How depressed teachers can impact your child's learning

Your child's teacher's mental health should be a concern for all..

Teaching can be a difficult and stressful job. Many would argue that teachers are not supported adequately, especially because their work is some of the most important that exists. The lack of resources and support provided to teachers may contribute to or exacerbate mental health problems such as depression. This article reviews a study on a small group of third grade teachers to examine what kind of impact a teacher's depression may have on student learning.

The study

The study out of Arizona State University, which appeared in the journal, Child Development, assessed 27 third grade teachers in Florida, and their 523 students. Teachers completed questionnaires about the frequency of symptoms of depression that they experienced, such as poor sleep and appetite, and feeling like a failure. Throughout the year, students' skills in basic reading and math were assessed. The study also involved periodic video recordings which were observed and rated for the quality of the classroom learning environment.

The results

It was found that teachers' depressive symptoms in the winter months predicted students' poorer performance in mathematics in the spring. This prediction was especially true for students who had weaker math skills in the fall. Students with a strong performance in mathematics were not negatively impacted by teachers' depression. It was also demonstrated that teacher's depressive symptoms negatively impacted the classroom learning environment.

Interestingly, reading skills of students were not negatively impacted by teacher's depression. When teachers delivered a new core math curriculum and were found to be depressed, student learning was more negatively impacted. It is possible that these findings imply that the teaching of new material is therefore more negatively impacted by teachers' depression than the teaching of familiar material.

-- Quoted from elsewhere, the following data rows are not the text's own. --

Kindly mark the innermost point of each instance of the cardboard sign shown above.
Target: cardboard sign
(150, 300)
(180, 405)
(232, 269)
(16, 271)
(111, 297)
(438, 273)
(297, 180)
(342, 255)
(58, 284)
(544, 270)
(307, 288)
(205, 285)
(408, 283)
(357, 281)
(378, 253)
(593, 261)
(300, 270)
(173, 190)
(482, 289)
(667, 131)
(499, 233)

Recommendations based on the results

Researchers suggested that increased resources are provided to teachers in the form of supportive mental health services and ongoing professional development. By increasing support and development to teachers, it is proposed that their mental health will improve, and as a result, so will the quality of the classroom learning environment and student achievement. 

The authors note some preliminary studies in which mental health interventions such as a stress management program and weekly mental health coaching sessions proved beneficial to teachers. Despite these studies' findings and the fact that teaching is one of the most stressful professions, however, psychological support is rarely offered as a part of teachers' professional development.

The authors also point out that teaching is one of the few professions in which taking a break and calming one's self down during moments of distress is rarely an option. Teachers must keep teaching, often managing crises and all kinds of behavioral problems.

The authors note that this type of environment likely increases a teacher's susceptibility to mental health problems such as depression.

Important to note

A study such as this is one of the first to examine the impact of teacher depression on student learning. Its sample size was small and limited and for these reasons, its results should not be considered definitive or descriptive of all learning environments. It does raise important concerns, however, and points to the growing need for mental health support for educators.

McLean, L and Connor, C M. Depressive symptoms in third-grade teachers: Relations to classroom quality and student achievement, Child Development, February 11, 2015.